De la démotivation à la dépression
Pour Abraham, étudiant arrivé fraîchement de Martinique en 2020, c'est la douche froide. Pour affronter l'enfermement, il appelle régulièrement sa famille, mais cela ne suffit pas.
Moral au plus bas, il ne peut plus travailler. L'ambiance devient pesante, seul dans son appartement. Aujourd'hui, cet étudiant en licence Langues Littérature et Civilisation étrangères se dit très affecté par cette période.
Avec ses amis, ils décident de se voir malgré les restrictions gouvernementales. Pour oublier les décomptes des morts du covid dans les médias, Abraham travaille avec ses amis de promo à la maison.
"Nous allions dormir les uns chez les autres et c'était un moyen de nous motiver pour nos cours." Ils surmontent les difficultés tous ensemble. Mais pour certains, l'aventure de la faculté a été stoppée nette.
J'ai des amis qui ont respecté à la lettre tous les confinements. Aujourd'hui, ils ont arrêté la fac en plein milieu de l'année et ils ont pété un câble.
Abraham
Depuis deux semaines, Abraham suit ses cours en distanciel. Le taux d'incidence flirte avec les 2.500 cas pour 100.000 habitants dans le Vaucluse.
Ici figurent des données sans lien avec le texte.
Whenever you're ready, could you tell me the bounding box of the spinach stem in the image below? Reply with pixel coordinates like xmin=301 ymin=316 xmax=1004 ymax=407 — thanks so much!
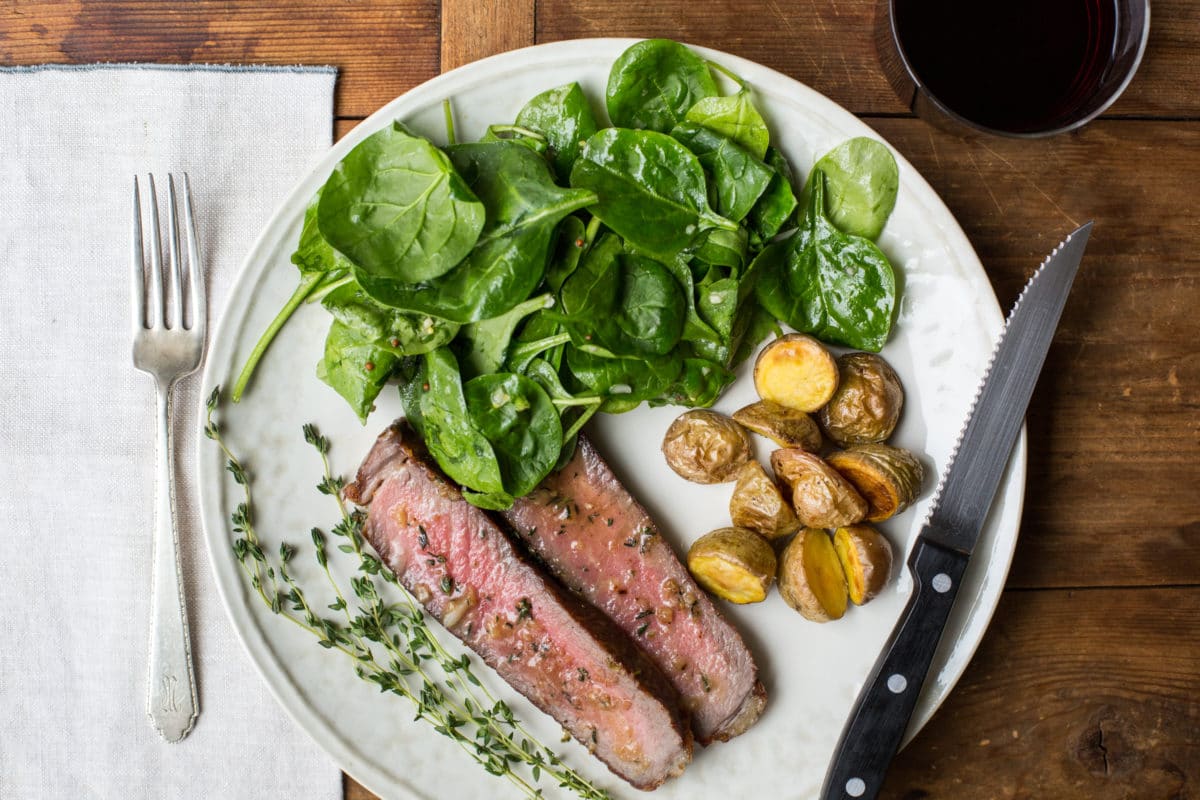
xmin=230 ymin=272 xmax=325 ymax=403
xmin=491 ymin=125 xmax=546 ymax=142
xmin=583 ymin=217 xmax=600 ymax=249
xmin=708 ymin=61 xmax=749 ymax=91
xmin=442 ymin=97 xmax=458 ymax=144
xmin=305 ymin=275 xmax=354 ymax=303
xmin=550 ymin=395 xmax=604 ymax=410
xmin=563 ymin=397 xmax=604 ymax=441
Un taux jamais atteint même pendant la première vague de covid.
"J'ai peur, nous confie-t-il, je me suis imaginé que ce serait comme l'année dernière." Il ne souhaite plus revivre ces moments de stress. Malheureusement avec le nouveau variant Omicron, difficile de contenir l'épidémie.
Abraham se voit à nouveau contraint de rester enfermé. "Faire cours en distanciel ne donne pas envie de me lever. Mon lit est près de mon ordinateur et j'ai la flemme. Je suis moins motivé."
Angoisse sur le marché du travail
BTS en poche pendant le confinement, Raphaël, 23 ans se souvient d'avoir passé 80% de sa scolarité en visioconférence. Pourtant, dans sa section hôtellerie et restauration, les stages pratiques restent indispensables pour exercer son futur métier.
Dès les premières restrictions annoncées, Raphaël est sur le choc. D'abord il le prend comme une punition. "Pourquoi dois-je rester à la maison ?"
Une situation inhabituelle et mondiale. Il se rend compte enfin de la gravité de ce qui se passe en s'informant sur les réseaux ou à la télévision.
Pour Raphaël, "le lien social avec la vie" est rompu. Il se retrouve alors seul chez lui.
Je devais faire mon stage dans un restaurant et je n'ai pas pu le faire. J'ai vraiment été impacté dans mon apprentissage.
Raphaël
En licence professionnelle aujourd'hui, Raphaël aimerait faire une école de barman à l'étranger. Depuis début janvier, plusieurs de ses camarades ont été infectés par le virus. Il est encore obligé de suivre ses cours à la maison.
Les métiers de l'hôtellerie ou restauration ont été les plus impactés face à la crise covid. Raphaël craint que la crise sanitaire perdure. Et que ses projets à l'étranger soient compromis encore une fois.
Une génération impactée
La santé mentale des étudiants s'est aggravée pendant la pandémie. Ils ont souffert de dépression et d'anxiété presque deux fois plus que les adultes.
Unanimes pour dire qu'ils ont subi un enfermement forcé ces derniers mois, Jade, Abraham et Raphaël espèrent passer normalement leurs examens en juin ; et souhaitent pouvoir enfin tourner la page du covid pour se concentrer sur leur avenir.